Le pétrole, l’impôt et la souveraineté économique
Ce dossier intervient alors que le gouvernement dirigé par Bassirou Diomaye Faye affiche clairement son ambition de rééquilibrer les contrats miniers et pétroliers signés par ses prédécesseurs. L’idée centrale : faire en sorte que l’exploitation des ressources naturelles bénéficie davantage à la population sénégalaise. Cette posture a été réaffirmée à plusieurs reprises par le nouveau pouvoir, qui a fait de la transparence et de la justice économique des priorités. Le contentieux avec Woodside révèle ainsi une tension latente entre les droits des investisseurs internationaux et la volonté des États de préserver leur marge de manœuvre fiscale. En prenant pour cible une grande entreprise étrangère active dans l’exploitation offshore, le fisc sénégalais semble vouloir poser des jalons clairs pour la nouvelle ère économique annoncée par le régime.

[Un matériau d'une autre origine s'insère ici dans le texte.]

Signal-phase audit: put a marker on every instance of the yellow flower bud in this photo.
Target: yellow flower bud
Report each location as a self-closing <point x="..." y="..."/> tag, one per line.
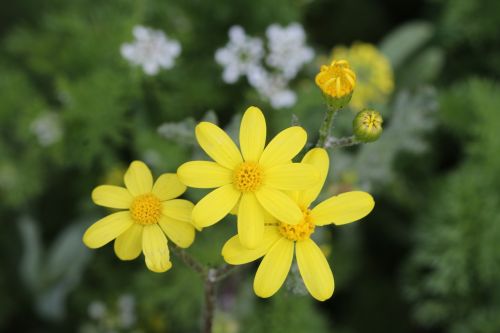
<point x="337" y="82"/>
<point x="367" y="125"/>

Un duel à forts enjeux symboliques et économiques
La plainte déposée devant le CIRDI ouvre un nouveau chapitre aux implications multiples. D’un côté, elle risque d’éroder la confiance d’autres investisseurs étrangers si elle est perçue comme un signe d’instabilité. De l’autre, elle pourrait aussi être perçue par certains comme un test de la capacité du Sénégal à faire valoir ses droits dans l’arène juridique internationale. Cette affaire interroge non seulement la solidité des cadres contractuels signés entre États et multinationales, mais aussi la façon dont les pays producteurs peuvent, ou non, ajuster les termes en fonction de leurs objectifs de développement. Le litige Woodside-Sénégal dépasse donc le simple différend fiscal. Il met en jeu des notions fondamentales de justice économique, de souveraineté fiscale et de respect des engagements. Les prochains mois diront si la voie judiciaire aboutira à un compromis, ou si ce conflit symbolisera durablement les frictions entre les ambitions africaines et les exigences du capital international.